I almost always read by twos (one book for children/teens and one for adult).
In January only one book made it to my Favorite Books list.
I found My New American Life by Francine Prose in a bookshop in San Francisco. The book was on sale; I suppose because it was published in 2011. At the price I should have bought a few extra copies. I would offer one to anyone who lives in the US, far from her/his homeland, and another to the “true” American curious to see how recent immigrants see them.
Set in the aftermaths of 9/11, My New American Life is a satirical yet moving novel, telling of the making of an American.
Lula, a young Albanian woman, is living in New York City on an expiring tourist visa. She finds a job in suburban New Jersey as a caretaker to Zeke, a seventeen-year-old boy. Zeke’s father is a former college professor turned into an unhappy Wall Street executive while his mother, going through mental-health issues, is living in the Arizona desert for the moment.
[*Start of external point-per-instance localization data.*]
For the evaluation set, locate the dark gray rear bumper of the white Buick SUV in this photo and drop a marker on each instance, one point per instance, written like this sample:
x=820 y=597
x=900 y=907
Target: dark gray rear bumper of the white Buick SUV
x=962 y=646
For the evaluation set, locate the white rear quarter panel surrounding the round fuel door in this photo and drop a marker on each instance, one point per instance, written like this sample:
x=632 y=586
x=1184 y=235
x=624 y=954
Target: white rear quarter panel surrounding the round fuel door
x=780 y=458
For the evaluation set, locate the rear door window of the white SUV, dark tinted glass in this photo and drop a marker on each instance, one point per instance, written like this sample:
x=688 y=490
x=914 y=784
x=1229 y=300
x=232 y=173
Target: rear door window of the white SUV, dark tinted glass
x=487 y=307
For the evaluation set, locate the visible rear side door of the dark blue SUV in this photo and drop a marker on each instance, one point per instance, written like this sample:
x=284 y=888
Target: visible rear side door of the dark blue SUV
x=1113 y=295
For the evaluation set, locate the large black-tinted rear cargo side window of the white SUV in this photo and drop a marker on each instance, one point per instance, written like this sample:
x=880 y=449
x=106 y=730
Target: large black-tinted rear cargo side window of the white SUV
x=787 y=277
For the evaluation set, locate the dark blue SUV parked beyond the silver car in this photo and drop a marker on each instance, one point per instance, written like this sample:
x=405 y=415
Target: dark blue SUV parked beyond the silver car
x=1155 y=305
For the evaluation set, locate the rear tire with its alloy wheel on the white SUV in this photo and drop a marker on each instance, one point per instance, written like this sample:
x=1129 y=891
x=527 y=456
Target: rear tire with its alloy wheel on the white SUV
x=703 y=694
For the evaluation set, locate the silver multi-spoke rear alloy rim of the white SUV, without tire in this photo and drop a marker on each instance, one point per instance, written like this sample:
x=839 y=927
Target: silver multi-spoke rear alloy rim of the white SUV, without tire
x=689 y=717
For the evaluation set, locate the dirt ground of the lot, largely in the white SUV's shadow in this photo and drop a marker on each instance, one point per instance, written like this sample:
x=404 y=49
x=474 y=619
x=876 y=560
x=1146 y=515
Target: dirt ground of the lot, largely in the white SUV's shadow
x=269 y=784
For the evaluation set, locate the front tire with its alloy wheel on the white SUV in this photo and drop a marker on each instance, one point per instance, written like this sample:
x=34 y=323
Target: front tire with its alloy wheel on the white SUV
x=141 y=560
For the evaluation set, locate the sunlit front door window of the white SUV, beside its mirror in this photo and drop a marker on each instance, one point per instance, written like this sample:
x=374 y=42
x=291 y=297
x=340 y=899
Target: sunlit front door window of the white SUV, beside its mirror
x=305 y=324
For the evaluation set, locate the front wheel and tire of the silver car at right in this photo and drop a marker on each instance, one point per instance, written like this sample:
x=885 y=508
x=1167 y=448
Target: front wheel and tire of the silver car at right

Mister Stanley, as Lula calls her boss, assumes lots of things about Lula. He believes that because she is from Albania she is a refugee of the Balkan wars and he enlists his lawyer friend to straighten Lula’s immigration situation. Lula who speaks flawless English understands that these assumptions can accelerate her Green Card process. She takes advantage of Mister Stanley’s sincere kindness and naivety also tinted with a dash of condescendence. Like some Americans who are genuinely compassionate Mister Stanley “acts as if coming from somewhere else was like having a handicap or surviving cancer.”
The novel takes a more action driven turn when some guys from Albania show up and ask Lula to keep a gun for them.
Telling of every detail would spoil this unusual story, which describes with wit the bittersweet emotions that any immigrant who wants to make a life in the States experiences. The novel offers also an honest even brutal portrait of the American people. The flaws and qualities of the characters are extremely well perceived and skillfully depicted.
Francine Prose had already stolen many hours of my beauty sleep with her previous books, notably After and Blue Angel. I read My New American Life in two nights – only because I have to wake up at six a.m. every day and unfortunately need more than four hours of sleep now that I’m not thirty anymore.
There are many passages and sentences that I love in this book. One particular sentence summarizes the way I felt (sometimes) when I was new in the States and I’m sure the way most recent immigrants feel:
“It was so hard to live among strangers with whom you shared no history, no knowledge of a way of life that went back and back.”
The fact that Francine Prose chose to end her novel on Lula driving across the George Washington Bridge (without a license but with some practice) is symbolic and touched a personal chord.
Had I stayed in Paris who knows if I would have learned how to drive?
Driving in the USA is, for practical reasons, almost everywhere an obligation.
Learning how to drive for immigrants is similar to a coming out of age moment.
It means I am like everyone else.
I am one of you.
Do you like books with foreign protagonists? Are you curious about the way new immigrants perceive the United States and its inhabitants? Do you think that getting a driver license is as symbolic for Americans as it used to be?